Il giudice per l’udienza preliminare Cristina Lo Bue è entrato in camera di consiglio per decidere il processo, che si celebra in abbreviato, a carico di Giovanni Luppino, l’imprenditore che faceva da autista al boss Matteo Messina Denaro, arrestato insieme al capomafia il 16 gennaio del 2023 davanti alla clinica La Maddalena di Palermo.
La procura ha chiesto condanna di 14 anni e 4 mesi
La Procura, alle scorse udienze, aveva chiesto la condanna dell’imputato a 14 anni e 4 mesi di carcere. L’accusa in aula è rappresentata dal pm della Dda Piero Padova.
La sentenza è attesa per il pomeriggio. Luppino, imprenditore agricolo di Campobello di Mazara, venne inizialmente indagato per favoreggiamento, ma la sua posizione si è aggravata nel corso delle indagini, quando è emerso che quello che appariva come un “semplice” fiancheggiatore chiedeva il pizzo per conto del capomafia.
Il racconto in aula di Luppino
“Mi propose un incontro dicendomi di lasciare a casa il cellulare e poi mi chiese un aiuto economico per Messina Denaro”, ha raccontato in aula un imprenditore a cui l’imputato aveva richiesto somme per il boss. Al gup che lo processa Luppino aveva raccontato invece che a presentargli Messina Denaro come suo cugino, nel 2020, era stato un compaesano, Andrea Bonafede (il geometra che prestò l’identità al capomafia ndr), che gli avrebbe chiesto di accompagnarlo a Palermo per delle cure.

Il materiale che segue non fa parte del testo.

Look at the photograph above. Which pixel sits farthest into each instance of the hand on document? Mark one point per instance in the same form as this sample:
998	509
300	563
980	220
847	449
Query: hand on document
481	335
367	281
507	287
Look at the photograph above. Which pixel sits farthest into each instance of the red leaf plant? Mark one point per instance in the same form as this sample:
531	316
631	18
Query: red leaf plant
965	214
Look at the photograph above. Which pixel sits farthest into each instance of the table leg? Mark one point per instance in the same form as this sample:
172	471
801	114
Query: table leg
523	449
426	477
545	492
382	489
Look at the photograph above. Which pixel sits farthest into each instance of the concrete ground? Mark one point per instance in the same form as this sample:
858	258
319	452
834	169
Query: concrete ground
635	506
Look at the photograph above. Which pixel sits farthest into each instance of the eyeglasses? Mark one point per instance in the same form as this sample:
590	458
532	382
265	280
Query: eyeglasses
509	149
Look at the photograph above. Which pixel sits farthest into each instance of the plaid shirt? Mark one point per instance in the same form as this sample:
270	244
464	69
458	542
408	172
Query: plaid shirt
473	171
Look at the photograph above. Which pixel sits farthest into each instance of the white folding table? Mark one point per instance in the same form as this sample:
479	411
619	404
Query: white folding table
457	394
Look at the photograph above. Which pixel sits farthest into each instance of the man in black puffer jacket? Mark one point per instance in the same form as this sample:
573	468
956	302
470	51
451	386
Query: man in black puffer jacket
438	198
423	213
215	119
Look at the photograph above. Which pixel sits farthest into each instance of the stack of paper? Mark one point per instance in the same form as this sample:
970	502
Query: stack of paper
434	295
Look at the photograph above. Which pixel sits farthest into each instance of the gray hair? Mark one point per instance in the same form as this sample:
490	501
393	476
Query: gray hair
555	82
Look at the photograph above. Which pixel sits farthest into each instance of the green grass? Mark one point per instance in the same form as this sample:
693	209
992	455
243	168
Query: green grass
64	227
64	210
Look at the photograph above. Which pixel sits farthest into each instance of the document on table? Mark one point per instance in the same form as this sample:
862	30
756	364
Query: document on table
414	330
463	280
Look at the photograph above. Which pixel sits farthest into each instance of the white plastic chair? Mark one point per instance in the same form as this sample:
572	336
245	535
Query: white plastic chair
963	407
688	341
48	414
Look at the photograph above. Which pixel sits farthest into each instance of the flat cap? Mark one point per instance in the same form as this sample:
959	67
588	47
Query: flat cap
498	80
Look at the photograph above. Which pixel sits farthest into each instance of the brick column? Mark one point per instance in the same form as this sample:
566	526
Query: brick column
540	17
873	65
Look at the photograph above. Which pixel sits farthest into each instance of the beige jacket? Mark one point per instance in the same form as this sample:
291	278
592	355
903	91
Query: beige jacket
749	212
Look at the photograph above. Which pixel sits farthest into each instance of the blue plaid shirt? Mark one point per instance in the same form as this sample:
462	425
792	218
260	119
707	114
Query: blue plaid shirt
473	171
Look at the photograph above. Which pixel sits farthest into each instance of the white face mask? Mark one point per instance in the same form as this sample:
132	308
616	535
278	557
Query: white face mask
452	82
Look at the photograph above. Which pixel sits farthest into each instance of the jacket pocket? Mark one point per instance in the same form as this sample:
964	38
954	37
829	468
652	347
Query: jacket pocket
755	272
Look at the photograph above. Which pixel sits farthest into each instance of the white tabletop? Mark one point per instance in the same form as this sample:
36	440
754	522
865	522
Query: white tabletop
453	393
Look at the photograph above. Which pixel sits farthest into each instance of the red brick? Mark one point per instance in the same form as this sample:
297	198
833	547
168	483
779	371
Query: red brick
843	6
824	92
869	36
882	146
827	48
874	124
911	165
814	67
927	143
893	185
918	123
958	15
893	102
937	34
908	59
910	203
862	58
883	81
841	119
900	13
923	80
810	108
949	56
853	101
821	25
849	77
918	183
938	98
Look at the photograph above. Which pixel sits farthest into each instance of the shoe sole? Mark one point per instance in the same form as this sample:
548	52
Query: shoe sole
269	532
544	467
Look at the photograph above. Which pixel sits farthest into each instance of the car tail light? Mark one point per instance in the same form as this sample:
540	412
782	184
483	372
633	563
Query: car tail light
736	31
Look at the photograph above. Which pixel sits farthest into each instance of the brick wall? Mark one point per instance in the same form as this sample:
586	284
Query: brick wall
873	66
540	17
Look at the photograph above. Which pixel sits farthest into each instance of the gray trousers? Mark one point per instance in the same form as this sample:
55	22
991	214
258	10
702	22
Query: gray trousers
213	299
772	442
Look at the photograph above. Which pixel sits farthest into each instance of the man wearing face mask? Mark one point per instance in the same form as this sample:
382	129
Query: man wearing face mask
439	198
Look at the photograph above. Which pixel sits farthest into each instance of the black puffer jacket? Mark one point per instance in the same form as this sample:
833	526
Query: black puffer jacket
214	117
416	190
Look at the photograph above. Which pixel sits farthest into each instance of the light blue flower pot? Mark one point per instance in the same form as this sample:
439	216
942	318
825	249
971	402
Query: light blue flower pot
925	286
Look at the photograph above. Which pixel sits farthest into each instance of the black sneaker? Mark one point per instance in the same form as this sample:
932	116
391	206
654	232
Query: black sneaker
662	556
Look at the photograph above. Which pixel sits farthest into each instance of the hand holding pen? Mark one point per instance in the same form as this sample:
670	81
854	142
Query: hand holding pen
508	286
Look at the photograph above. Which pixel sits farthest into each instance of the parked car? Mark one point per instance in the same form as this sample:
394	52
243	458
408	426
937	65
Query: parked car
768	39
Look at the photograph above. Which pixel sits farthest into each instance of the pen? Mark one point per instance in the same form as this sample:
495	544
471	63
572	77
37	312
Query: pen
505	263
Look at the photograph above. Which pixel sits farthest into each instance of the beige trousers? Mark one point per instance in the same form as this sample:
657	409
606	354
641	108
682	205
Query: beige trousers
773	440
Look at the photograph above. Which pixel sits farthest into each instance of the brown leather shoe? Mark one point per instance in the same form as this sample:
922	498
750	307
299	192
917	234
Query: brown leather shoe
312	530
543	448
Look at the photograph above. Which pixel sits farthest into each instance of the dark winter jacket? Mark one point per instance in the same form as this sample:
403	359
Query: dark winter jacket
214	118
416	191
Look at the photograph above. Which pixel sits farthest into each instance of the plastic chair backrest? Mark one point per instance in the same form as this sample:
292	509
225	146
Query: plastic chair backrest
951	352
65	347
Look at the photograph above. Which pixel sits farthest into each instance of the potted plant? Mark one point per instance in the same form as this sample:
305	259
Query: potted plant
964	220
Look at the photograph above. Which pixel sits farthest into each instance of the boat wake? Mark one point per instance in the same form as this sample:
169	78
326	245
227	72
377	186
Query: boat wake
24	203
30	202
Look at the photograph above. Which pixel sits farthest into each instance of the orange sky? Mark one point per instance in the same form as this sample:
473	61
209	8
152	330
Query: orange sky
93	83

Un giorno, però, il passeggero, conosciuto col nome di Francesco Salsi, si sentì male durante uno dei viaggi per il capoluogo e all’invito di Luppino di andare in ospedale avrebbe detto: “portami a casa, sono Messina Denaro non posso andare in ospedale”.
Le analisi delle celle telefoniche
Da allora “per ragioni umanitarie”, sapendo che il boss era gravemente malato, l’imputato l’avrebbe continuato ad accompagnare Messina Denaro alle terapie. Il padrino gli avrebbe di volta in volta lasciato nella cassetta delle poste un biglietto con l’orario dell’appuntamento successivo. Racconti che, per la Procura, farebbero acqua da più parti. Dalle analisi delle celle telefoniche dell’autista, che aveva anche stretti rapporti con l’amante del padrino, Laura Bonafede, risulta, che questi avrebbe portato il capomafia in clinica per ben 50 volte in due anni. Luppino, inoltre, come dimostrano le indagini successive, avrebbe coinvolto nella gestione della latitanza di Messina Denaro anche i figli che sono stati arrestati a febbraio scorso.